Irrigated Acreage in Brazil Could Expand 5-7 Times Current Level

Author: Michael Cordonnier/Soybean & Corn Advisor, Inc.

Brazil has a tropical or sub-tropical climate and the largest river system in the world, so most people don't realize that many parts of Brazil actually are in the midst of a water shortage. Most of the current water shortages are in southeastern Brazil where the majority of the population is located. In central Brazil, which is the agricultural heartland of the country, a distinct rainy season and dry season leads to annual shortages of water needed for crop growth.

The Coordinator for Irrigation in the Brazilian Ministry of Agriculture, Demetrios Christofidis, feels there are ample opportunities to increase the amount of irrigated cropland in Brazil.

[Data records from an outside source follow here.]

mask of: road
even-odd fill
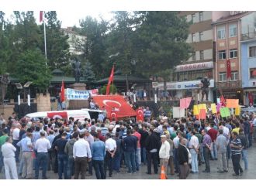
[[[229,172],[227,173],[219,173],[217,172],[217,161],[210,161],[210,173],[202,172],[205,169],[205,165],[199,166],[199,172],[197,174],[190,173],[188,179],[254,179],[256,178],[256,143],[254,143],[254,145],[248,149],[248,170],[244,171],[243,176],[234,176],[233,165],[231,160],[229,161]],[[244,161],[240,161],[242,168],[244,168]],[[147,166],[141,165],[141,168],[139,172],[136,174],[127,174],[126,173],[126,170],[124,168],[121,168],[120,172],[116,173],[113,172],[112,177],[107,177],[107,179],[157,179],[159,175],[147,175]],[[153,166],[152,166],[152,172]],[[160,172],[160,168],[159,168]],[[41,172],[40,173],[41,176]],[[54,174],[52,171],[47,172],[47,176],[50,179],[57,179],[57,174]],[[4,179],[5,175],[3,172],[0,173],[0,179]],[[86,179],[95,179],[96,177],[95,174],[92,176],[86,176]],[[177,174],[175,176],[171,176],[168,174],[169,179],[177,179],[178,176]]]

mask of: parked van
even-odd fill
[[[103,111],[101,110],[64,110],[64,111],[42,111],[27,114],[25,118],[30,121],[32,118],[43,119],[47,118],[64,118],[68,120],[69,118],[74,118],[74,120],[79,120],[82,124],[85,122],[85,118],[88,119],[98,119],[98,116]]]

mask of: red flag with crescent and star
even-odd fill
[[[140,107],[137,109],[136,116],[136,121],[139,121],[140,120],[141,120],[142,121],[144,121],[144,111]]]
[[[106,94],[109,95],[109,89],[110,89],[110,84],[114,80],[114,65],[112,68],[110,77],[109,78],[108,86],[106,87]]]

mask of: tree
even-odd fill
[[[50,70],[55,68],[66,68],[70,62],[69,45],[67,43],[68,36],[61,31],[61,22],[57,18],[55,11],[45,13],[47,20],[47,63]],[[41,43],[40,49],[44,53],[43,43],[43,26],[41,25]]]
[[[21,53],[14,73],[21,83],[32,81],[40,91],[48,88],[52,77],[49,67],[45,66],[45,58],[39,49],[26,50]]]
[[[106,75],[104,70],[106,63],[105,42],[108,23],[103,19],[99,22],[91,16],[87,16],[80,21],[81,29],[76,30],[81,35],[86,36],[81,45],[83,51],[81,59],[87,60],[92,63],[92,69],[98,80]]]
[[[95,74],[92,70],[92,65],[89,62],[85,62],[82,68],[82,76],[85,81],[94,81],[95,80]]]

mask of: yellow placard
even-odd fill
[[[238,116],[240,115],[240,113],[241,112],[241,108],[240,107],[236,107],[235,109],[235,115]]]
[[[211,104],[211,109],[212,109],[212,113],[213,114],[216,114],[217,113],[217,109],[216,107],[216,104]]]
[[[199,114],[199,105],[194,105],[193,113],[194,113],[194,115]]]

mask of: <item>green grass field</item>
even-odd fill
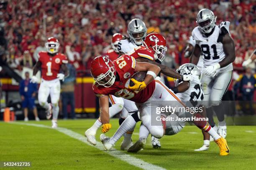
[[[71,130],[82,136],[94,121],[94,119],[59,120],[58,124],[59,127]],[[111,119],[110,122],[113,127],[106,134],[108,136],[111,136],[119,126],[117,119]],[[49,121],[29,121],[27,123],[49,127],[51,125]],[[139,124],[137,124],[133,135],[133,141],[138,138]],[[148,138],[144,150],[137,153],[118,152],[116,154],[118,156],[116,157],[112,156],[110,153],[113,152],[112,153],[115,154],[116,151],[108,152],[99,149],[101,148],[103,150],[101,144],[96,148],[58,130],[45,127],[0,122],[0,162],[26,161],[31,164],[31,167],[29,167],[2,168],[140,169],[138,166],[133,165],[131,161],[125,162],[120,158],[130,155],[159,168],[170,170],[256,169],[256,126],[228,127],[227,140],[230,152],[225,157],[219,155],[218,147],[214,142],[211,143],[207,151],[194,151],[194,149],[200,147],[202,143],[201,132],[194,126],[185,127],[176,135],[164,137],[160,140],[162,145],[161,149],[153,149]],[[99,130],[97,135],[99,142],[100,134]],[[115,145],[115,148],[118,150],[120,150],[122,140],[122,139]],[[149,169],[155,169],[153,166]]]

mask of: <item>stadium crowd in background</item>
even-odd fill
[[[67,55],[77,71],[89,70],[91,61],[110,48],[112,35],[126,33],[131,19],[142,20],[148,33],[161,33],[166,39],[167,59],[176,66],[186,62],[183,50],[195,18],[203,8],[213,10],[216,24],[230,22],[236,46],[234,70],[244,73],[242,63],[255,48],[256,6],[252,0],[93,0],[2,1],[0,45],[2,58],[12,68],[32,68],[46,38],[56,38],[59,52]],[[171,64],[169,63],[169,64]],[[173,67],[175,64],[171,64]],[[250,66],[255,69],[255,64]],[[176,67],[177,67],[177,66]],[[90,75],[89,72],[87,75]]]

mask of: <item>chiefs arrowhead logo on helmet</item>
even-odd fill
[[[193,70],[193,69],[194,69],[194,66],[192,64],[189,64],[187,66],[187,69],[189,71]]]
[[[152,36],[151,36],[149,37],[149,40],[150,40],[150,41],[151,41],[154,42],[159,42],[159,40],[158,39],[157,37],[156,37],[156,36],[154,35],[152,35]]]

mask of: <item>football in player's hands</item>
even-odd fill
[[[60,80],[63,80],[64,81],[64,78],[65,77],[65,75],[64,74],[62,73],[59,73],[57,74],[57,78],[58,78]]]
[[[146,75],[146,71],[139,71],[133,74],[131,78],[134,79],[138,81],[142,82],[144,81]],[[134,83],[133,83],[133,81],[130,80],[129,84],[130,87],[132,87],[133,86],[134,86]]]

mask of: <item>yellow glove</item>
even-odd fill
[[[101,127],[101,132],[102,133],[105,133],[108,132],[111,128],[111,124],[106,123],[103,124]]]
[[[128,88],[133,91],[141,91],[147,86],[144,81],[138,81],[133,78],[131,79],[131,81],[134,83],[134,86],[131,87],[129,85]]]

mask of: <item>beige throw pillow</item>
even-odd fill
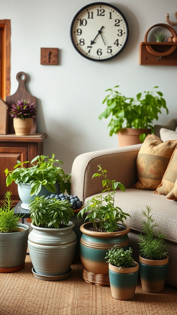
[[[163,142],[154,135],[145,139],[136,160],[139,180],[133,188],[156,190],[161,183],[171,157],[177,145],[177,140]]]
[[[177,147],[174,151],[167,168],[160,184],[155,191],[155,193],[168,195],[174,188],[177,178]]]

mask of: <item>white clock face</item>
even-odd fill
[[[104,2],[86,6],[74,17],[71,26],[72,43],[83,57],[104,61],[117,56],[124,48],[128,29],[123,14]]]

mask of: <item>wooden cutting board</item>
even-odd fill
[[[21,77],[24,76],[25,77],[22,79]],[[27,92],[25,87],[25,82],[27,79],[27,75],[24,72],[19,72],[16,77],[17,80],[19,83],[18,88],[15,93],[13,95],[7,96],[6,98],[6,103],[8,105],[9,109],[12,104],[15,104],[19,100],[25,100],[34,103],[36,108],[36,97],[32,96]],[[31,130],[31,133],[35,133],[36,131],[36,117],[33,118],[33,123]],[[8,133],[14,134],[15,133],[13,125],[13,118],[9,115],[9,116]]]
[[[6,135],[9,113],[8,106],[0,97],[0,135]]]

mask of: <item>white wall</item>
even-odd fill
[[[167,13],[176,21],[176,0],[110,2],[125,16],[129,37],[119,55],[103,62],[81,56],[70,38],[75,14],[92,2],[0,0],[0,19],[11,20],[11,94],[18,87],[17,74],[25,72],[27,89],[37,98],[37,131],[48,135],[44,153],[49,156],[54,153],[64,163],[67,173],[79,154],[118,146],[117,136],[109,135],[108,120],[98,118],[105,108],[102,102],[106,89],[119,85],[123,94],[134,97],[158,86],[169,110],[167,117],[163,112],[159,123],[177,117],[177,67],[139,64],[140,43],[148,29],[166,23]],[[177,32],[177,27],[174,28]],[[42,47],[59,49],[59,65],[40,64]]]

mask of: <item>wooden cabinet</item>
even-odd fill
[[[46,137],[45,133],[21,137],[14,134],[0,135],[0,201],[9,190],[12,192],[14,204],[20,201],[17,185],[14,182],[8,187],[6,186],[4,170],[13,170],[17,160],[30,162],[37,155],[42,154],[43,141]],[[26,165],[27,167],[28,164]]]

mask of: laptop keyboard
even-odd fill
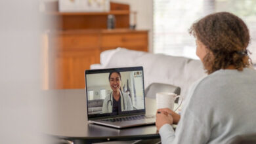
[[[145,115],[136,115],[136,116],[129,116],[125,117],[120,117],[120,118],[112,118],[108,119],[102,119],[102,121],[108,121],[108,122],[122,122],[122,121],[130,121],[135,120],[141,120],[141,119],[147,119],[155,117],[154,116],[145,116]]]

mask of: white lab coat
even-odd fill
[[[123,92],[120,92],[123,94],[123,95],[120,94],[120,99],[119,99],[119,100],[121,100],[121,111],[133,110],[133,103],[131,103],[130,97]],[[124,100],[123,100],[123,96]],[[110,99],[111,99],[112,102],[109,101]],[[109,101],[108,103],[108,101]],[[123,102],[125,103],[123,103]],[[111,105],[111,103],[112,105]],[[123,109],[123,105],[125,106],[124,109]],[[112,92],[110,93],[110,94],[108,95],[103,101],[102,113],[112,113],[112,108],[113,108],[113,94]]]

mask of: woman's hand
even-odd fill
[[[156,126],[159,130],[161,127],[165,124],[172,124],[173,122],[173,117],[165,111],[161,111],[160,113],[156,113]]]
[[[171,114],[171,115],[173,117],[173,124],[177,124],[179,121],[181,119],[181,116],[174,112],[173,111],[169,109],[169,108],[164,108],[164,109],[158,109],[158,111],[164,111],[168,114]]]

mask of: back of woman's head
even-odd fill
[[[208,74],[230,65],[242,71],[251,63],[246,49],[250,39],[248,28],[231,13],[206,16],[192,26],[190,33],[206,46],[203,63]]]

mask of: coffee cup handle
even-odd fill
[[[174,112],[175,112],[181,105],[181,104],[182,103],[182,101],[183,101],[183,99],[182,99],[182,97],[181,97],[181,96],[175,96],[175,101],[176,100],[177,98],[180,98],[181,99],[181,101],[180,103],[180,104],[178,105],[178,107],[173,111]]]

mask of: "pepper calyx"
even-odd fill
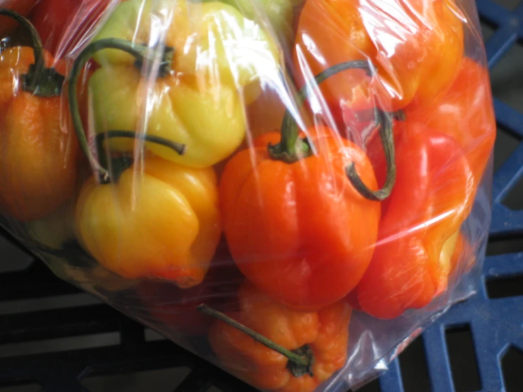
[[[311,347],[309,345],[305,345],[299,348],[293,350],[292,352],[303,358],[306,358],[307,364],[303,364],[289,360],[287,363],[287,369],[294,377],[301,377],[305,374],[309,374],[311,377],[314,377],[314,374],[312,371],[312,367],[314,364],[315,359]]]
[[[297,138],[294,146],[285,147],[282,143],[269,144],[268,146],[269,156],[275,161],[282,161],[286,163],[294,163],[300,159],[312,155],[312,148],[309,139]]]
[[[108,165],[108,175],[103,176],[99,173],[98,180],[100,184],[116,184],[122,173],[132,166],[132,158],[127,155],[111,158]]]

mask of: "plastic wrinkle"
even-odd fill
[[[478,291],[473,1],[30,3],[0,0],[38,32],[0,16],[0,225],[61,279],[278,392],[362,386]]]

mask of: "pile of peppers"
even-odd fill
[[[420,311],[473,267],[495,123],[454,0],[0,0],[7,20],[2,222],[255,387],[314,391],[353,311]]]

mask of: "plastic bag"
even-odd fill
[[[0,0],[1,224],[62,279],[287,392],[359,387],[474,293],[471,1],[33,4]]]

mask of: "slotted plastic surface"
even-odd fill
[[[482,21],[492,26],[485,42],[492,69],[523,40],[523,4],[512,11],[489,0],[478,0],[477,5]],[[523,102],[523,93],[519,99]],[[521,141],[523,114],[495,96],[494,104],[500,128]],[[512,150],[494,175],[490,235],[498,243],[517,240],[518,236],[523,241],[523,209],[511,209],[503,204],[523,180],[523,143]],[[2,257],[12,265],[11,272],[0,273],[0,391],[38,391],[40,385],[45,392],[96,392],[89,391],[82,380],[187,367],[191,369],[188,375],[180,384],[173,381],[168,391],[254,391],[176,345],[154,335],[150,338],[150,331],[110,307],[86,299],[86,294],[54,277],[42,263],[0,240]],[[432,392],[464,392],[454,386],[452,350],[446,340],[449,330],[460,328],[466,328],[471,336],[481,385],[478,391],[515,392],[505,385],[502,359],[509,350],[523,352],[523,296],[521,290],[517,292],[517,282],[512,284],[516,287],[515,296],[490,295],[489,299],[487,290],[488,282],[506,278],[519,279],[519,285],[523,284],[523,253],[487,257],[478,294],[452,308],[420,338]],[[523,371],[523,363],[515,366]],[[403,364],[401,369],[409,368]],[[511,371],[517,374],[518,369]],[[379,379],[379,386],[374,383],[364,389],[410,392],[406,386],[420,385],[403,382],[413,375],[401,373],[396,359]],[[28,386],[24,388],[25,384]],[[154,385],[148,389],[156,392]]]

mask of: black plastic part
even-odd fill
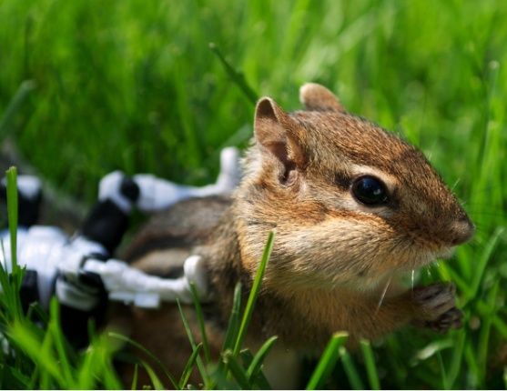
[[[37,282],[37,272],[35,270],[25,270],[21,282],[19,298],[23,311],[26,313],[30,305],[39,301],[39,285]]]
[[[120,193],[132,202],[139,198],[139,186],[130,176],[124,176],[121,181]]]
[[[82,234],[113,254],[128,228],[128,216],[110,200],[98,202],[83,224]]]

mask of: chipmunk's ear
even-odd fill
[[[304,165],[306,158],[299,139],[299,125],[277,103],[269,98],[261,98],[255,109],[254,132],[257,142],[262,148],[289,171]]]
[[[325,86],[307,83],[299,88],[299,101],[307,110],[339,111],[345,113],[340,99]]]

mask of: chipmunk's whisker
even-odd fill
[[[379,311],[379,309],[380,309],[380,306],[384,302],[384,297],[386,296],[387,290],[389,288],[389,286],[390,285],[390,279],[392,277],[389,277],[389,280],[388,280],[386,286],[384,286],[384,289],[382,290],[382,294],[380,295],[380,299],[379,300],[379,304],[377,305],[377,310],[375,311],[375,313],[377,313]]]

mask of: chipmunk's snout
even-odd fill
[[[450,228],[450,239],[452,246],[458,246],[468,242],[475,233],[475,226],[466,216],[454,221]]]

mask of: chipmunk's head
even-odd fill
[[[292,287],[374,285],[451,254],[474,232],[424,155],[346,113],[325,87],[300,89],[306,110],[259,101],[255,145],[237,195],[242,257],[257,267],[268,232],[267,280]]]

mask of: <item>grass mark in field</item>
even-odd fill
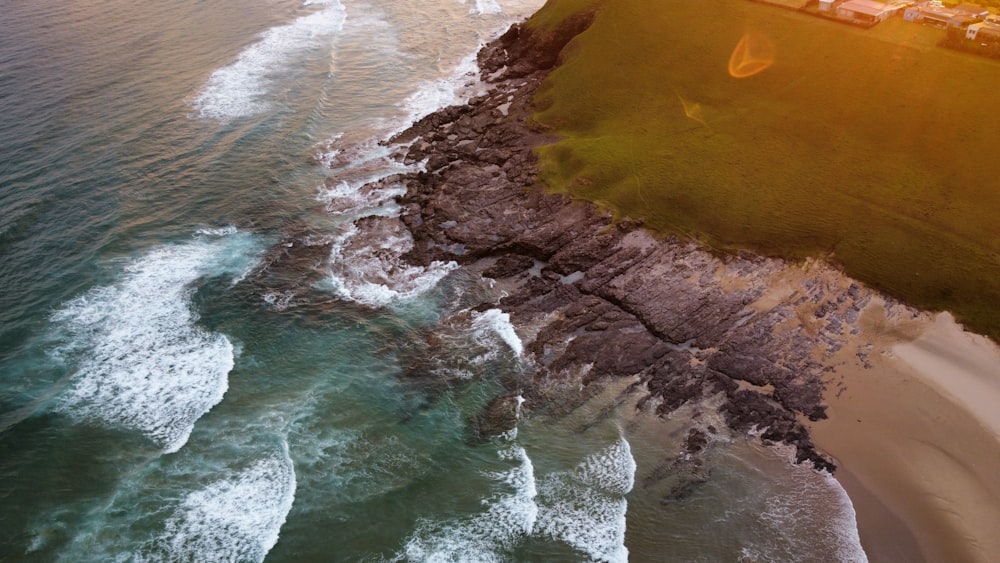
[[[748,78],[774,64],[774,42],[762,33],[744,33],[729,57],[729,76]]]

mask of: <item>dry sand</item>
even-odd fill
[[[947,313],[873,300],[834,358],[829,419],[872,561],[1000,557],[1000,348]],[[918,558],[916,551],[921,556]]]

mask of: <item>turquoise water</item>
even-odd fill
[[[661,502],[679,431],[638,397],[471,439],[530,377],[519,327],[399,232],[349,244],[395,212],[357,190],[396,169],[369,141],[539,4],[3,3],[0,560],[861,557],[835,482],[741,438]],[[251,283],[302,225],[324,281]]]

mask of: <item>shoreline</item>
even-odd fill
[[[407,263],[454,261],[496,280],[506,296],[478,307],[532,327],[519,336],[534,373],[508,384],[529,399],[526,410],[572,410],[579,403],[565,400],[567,390],[582,402],[603,382],[635,377],[658,415],[693,405],[692,430],[721,416],[736,432],[765,428],[764,443],[794,447],[797,462],[832,470],[829,455],[843,464],[841,483],[874,561],[1000,553],[992,537],[1000,502],[978,502],[983,491],[1000,499],[990,484],[1000,433],[987,430],[1000,429],[1000,416],[988,416],[982,393],[1000,403],[996,345],[822,261],[720,258],[536,185],[532,150],[547,138],[526,125],[533,94],[585,27],[574,21],[539,39],[515,25],[484,47],[489,91],[392,140],[403,145],[400,160],[424,161],[426,170],[366,186],[404,182],[407,193],[397,198],[400,217],[365,219],[357,244],[401,221],[414,242]],[[295,236],[304,244],[291,252],[315,252],[298,257],[309,270],[329,256],[305,242],[310,233]],[[969,351],[985,355],[969,364]],[[960,388],[935,371],[949,366],[961,368]],[[968,452],[981,458],[963,461]]]
[[[882,535],[888,513],[926,561],[990,561],[1000,552],[1000,415],[987,407],[1000,404],[1000,347],[948,313],[869,320],[857,337],[872,344],[868,364],[839,358],[829,418],[811,425],[848,468],[862,543],[891,553],[901,531]]]

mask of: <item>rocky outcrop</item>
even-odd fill
[[[406,187],[392,219],[412,234],[404,260],[454,261],[495,279],[499,302],[470,308],[500,308],[525,333],[528,380],[510,382],[516,389],[491,403],[476,433],[509,427],[514,397],[528,409],[567,409],[567,396],[582,400],[598,387],[590,384],[632,377],[645,392],[641,408],[669,415],[710,402],[732,429],[756,429],[765,441],[794,446],[799,462],[832,470],[803,420],[825,417],[824,361],[855,330],[870,291],[821,265],[810,271],[747,253],[718,256],[658,237],[537,185],[533,149],[552,139],[528,126],[531,100],[588,22],[544,37],[514,26],[480,53],[487,94],[392,140],[404,147],[400,161],[424,163],[381,182]],[[274,260],[294,264],[294,248],[316,247],[290,246]],[[704,447],[697,429],[707,424],[692,427],[689,454]],[[691,475],[677,496],[705,478],[697,464]]]
[[[733,429],[758,428],[794,445],[799,461],[832,469],[801,419],[825,416],[822,356],[842,345],[867,293],[817,279],[763,303],[783,262],[718,257],[536,186],[532,149],[548,139],[526,117],[556,58],[526,55],[526,36],[515,26],[484,49],[489,94],[404,134],[414,139],[406,159],[427,160],[400,198],[415,240],[408,260],[454,260],[498,280],[507,295],[490,306],[537,327],[525,347],[535,368],[528,404],[553,382],[625,376],[644,382],[660,414],[722,394]]]

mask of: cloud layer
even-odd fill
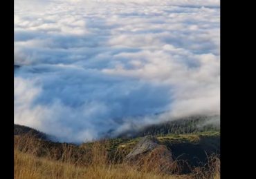
[[[219,114],[219,1],[123,1],[15,0],[15,123],[82,142]]]

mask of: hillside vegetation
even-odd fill
[[[154,135],[172,151],[169,172],[124,160],[141,136],[76,145],[15,130],[15,178],[220,178],[219,130]],[[24,128],[23,127],[21,128]],[[30,128],[31,129],[31,128]],[[18,130],[19,131],[19,130]],[[24,130],[22,130],[24,131]],[[154,163],[160,163],[154,160]]]

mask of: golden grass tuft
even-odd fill
[[[150,165],[160,165],[158,160],[147,158],[143,166],[138,166],[123,162],[122,154],[118,151],[109,156],[109,145],[102,140],[84,147],[53,145],[30,136],[15,136],[15,178],[220,178],[217,158],[209,157],[210,165],[195,169],[190,175],[167,174],[160,172],[158,167],[149,169]],[[173,171],[179,170],[176,161],[170,167]]]

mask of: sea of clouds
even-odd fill
[[[15,0],[15,123],[82,142],[220,107],[219,0]]]

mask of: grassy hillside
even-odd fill
[[[150,168],[147,162],[141,166],[123,160],[140,135],[76,145],[46,140],[43,133],[15,125],[15,178],[220,178],[219,128],[185,129],[199,121],[202,122],[169,123],[179,130],[183,128],[180,134],[154,133],[159,144],[172,154],[170,173]]]

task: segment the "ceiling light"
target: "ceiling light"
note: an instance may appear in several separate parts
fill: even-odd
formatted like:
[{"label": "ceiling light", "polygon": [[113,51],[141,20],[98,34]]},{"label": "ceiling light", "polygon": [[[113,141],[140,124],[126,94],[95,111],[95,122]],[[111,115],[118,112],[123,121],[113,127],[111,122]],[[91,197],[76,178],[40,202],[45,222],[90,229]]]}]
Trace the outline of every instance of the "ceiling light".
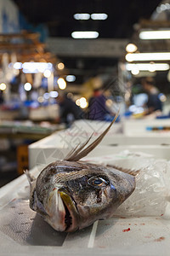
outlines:
[{"label": "ceiling light", "polygon": [[144,40],[170,39],[170,30],[142,31],[139,38]]},{"label": "ceiling light", "polygon": [[43,98],[45,100],[48,100],[48,98],[49,98],[49,93],[48,92],[45,92],[44,95],[43,95]]},{"label": "ceiling light", "polygon": [[138,67],[138,65],[134,64],[133,67],[131,70],[132,74],[137,75],[139,73],[139,69]]},{"label": "ceiling light", "polygon": [[27,91],[31,90],[31,84],[30,83],[26,83],[24,84],[24,89]]},{"label": "ceiling light", "polygon": [[60,78],[57,80],[57,84],[59,84],[59,88],[60,90],[65,90],[66,88],[66,83],[64,79]]},{"label": "ceiling light", "polygon": [[75,31],[71,33],[73,38],[97,38],[99,32],[96,31]]},{"label": "ceiling light", "polygon": [[57,64],[57,68],[62,70],[65,68],[65,64],[63,62],[60,62]]},{"label": "ceiling light", "polygon": [[80,98],[79,102],[77,102],[77,100],[76,100],[76,105],[78,105],[80,103],[80,108],[85,108],[88,107],[88,102],[85,97]]},{"label": "ceiling light", "polygon": [[52,90],[49,92],[50,97],[56,98],[59,96],[59,93],[56,90]]},{"label": "ceiling light", "polygon": [[45,78],[48,79],[51,76],[51,71],[49,69],[46,69],[43,73]]},{"label": "ceiling light", "polygon": [[131,71],[134,68],[134,67],[138,67],[139,70],[154,72],[154,71],[166,71],[169,69],[169,64],[167,63],[127,63],[126,69]]},{"label": "ceiling light", "polygon": [[126,47],[126,51],[128,52],[134,52],[137,50],[137,46],[134,44],[128,44]]},{"label": "ceiling light", "polygon": [[127,61],[170,61],[170,52],[152,52],[152,53],[128,53],[126,55]]},{"label": "ceiling light", "polygon": [[6,85],[4,83],[2,83],[2,84],[0,84],[0,90],[5,90],[6,88],[7,88],[7,85]]},{"label": "ceiling light", "polygon": [[90,15],[89,14],[75,14],[74,18],[75,18],[75,20],[89,20]]},{"label": "ceiling light", "polygon": [[106,14],[92,14],[91,19],[92,20],[106,20],[108,17],[108,15]]},{"label": "ceiling light", "polygon": [[66,76],[67,82],[74,82],[76,80],[76,77],[74,75],[68,75]]}]

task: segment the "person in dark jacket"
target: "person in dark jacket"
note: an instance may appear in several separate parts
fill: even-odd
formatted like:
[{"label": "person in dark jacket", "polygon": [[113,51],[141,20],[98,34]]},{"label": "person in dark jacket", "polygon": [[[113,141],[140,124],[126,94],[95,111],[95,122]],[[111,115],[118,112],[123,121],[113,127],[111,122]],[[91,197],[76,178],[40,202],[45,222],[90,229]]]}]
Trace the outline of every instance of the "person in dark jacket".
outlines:
[{"label": "person in dark jacket", "polygon": [[70,125],[74,120],[82,119],[83,118],[82,110],[66,94],[60,94],[57,98],[60,105],[60,122]]},{"label": "person in dark jacket", "polygon": [[105,120],[110,113],[106,108],[106,98],[103,95],[102,89],[95,89],[93,96],[88,102],[88,119],[94,120]]}]

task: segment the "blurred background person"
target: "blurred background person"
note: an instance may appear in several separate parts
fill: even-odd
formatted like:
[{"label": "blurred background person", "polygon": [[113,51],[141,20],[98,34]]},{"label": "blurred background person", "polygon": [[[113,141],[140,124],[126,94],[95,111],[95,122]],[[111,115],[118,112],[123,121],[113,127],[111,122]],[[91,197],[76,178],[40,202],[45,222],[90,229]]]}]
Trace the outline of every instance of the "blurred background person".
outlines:
[{"label": "blurred background person", "polygon": [[60,93],[57,98],[60,106],[60,122],[65,123],[68,126],[74,120],[83,119],[83,112],[66,93]]},{"label": "blurred background person", "polygon": [[108,115],[112,117],[112,113],[106,106],[106,100],[102,88],[94,90],[94,94],[88,102],[88,119],[106,120]]}]

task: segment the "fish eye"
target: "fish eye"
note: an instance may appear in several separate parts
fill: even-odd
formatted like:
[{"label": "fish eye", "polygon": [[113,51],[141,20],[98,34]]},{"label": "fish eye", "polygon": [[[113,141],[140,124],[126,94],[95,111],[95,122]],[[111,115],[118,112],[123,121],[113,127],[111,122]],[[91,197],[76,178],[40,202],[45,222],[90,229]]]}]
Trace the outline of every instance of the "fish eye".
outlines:
[{"label": "fish eye", "polygon": [[108,182],[100,177],[91,177],[88,183],[94,187],[103,187],[108,184]]}]

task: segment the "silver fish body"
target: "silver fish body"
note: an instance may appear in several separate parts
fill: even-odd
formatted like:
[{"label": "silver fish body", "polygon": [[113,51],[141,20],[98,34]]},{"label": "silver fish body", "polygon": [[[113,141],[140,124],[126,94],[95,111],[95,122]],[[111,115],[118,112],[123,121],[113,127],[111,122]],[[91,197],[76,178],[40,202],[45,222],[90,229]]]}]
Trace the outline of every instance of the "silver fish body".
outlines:
[{"label": "silver fish body", "polygon": [[66,232],[111,218],[135,189],[133,176],[82,161],[58,160],[29,179],[31,208]]}]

He made his comments on Tuesday, March 8 at a special commission of the Brazilian Congress discussing water shortages in Brazil and potential remedies. Currently, Brazil has approximately 6.5 million hectares of irrigated crop land and he feels that could be expanded to 30 to 45 million hectares, or 5-7 times the current amount of irrigated crops.

The Brazilian National Water Agency (ANA) is working with the United Nation's Food and Agriculture Organization (FAO) in developing a Water Atlas for Brazil detailing the various water resources available in the country. The atlas will provide a guide for policy makers when deciding legislation concerning irrigation.

The Brazilian Ministry of Agriculture is attacking the current water shortages on three fronts. The main avenue of attract is to improve existing irrigation systems by installing demonstration plots utilizing the latest technology. Second, they want to improve the infrastructure connected with irrigation including energy delivery and roads. Lastly, they are identifying additional areas where irrigation is plausible.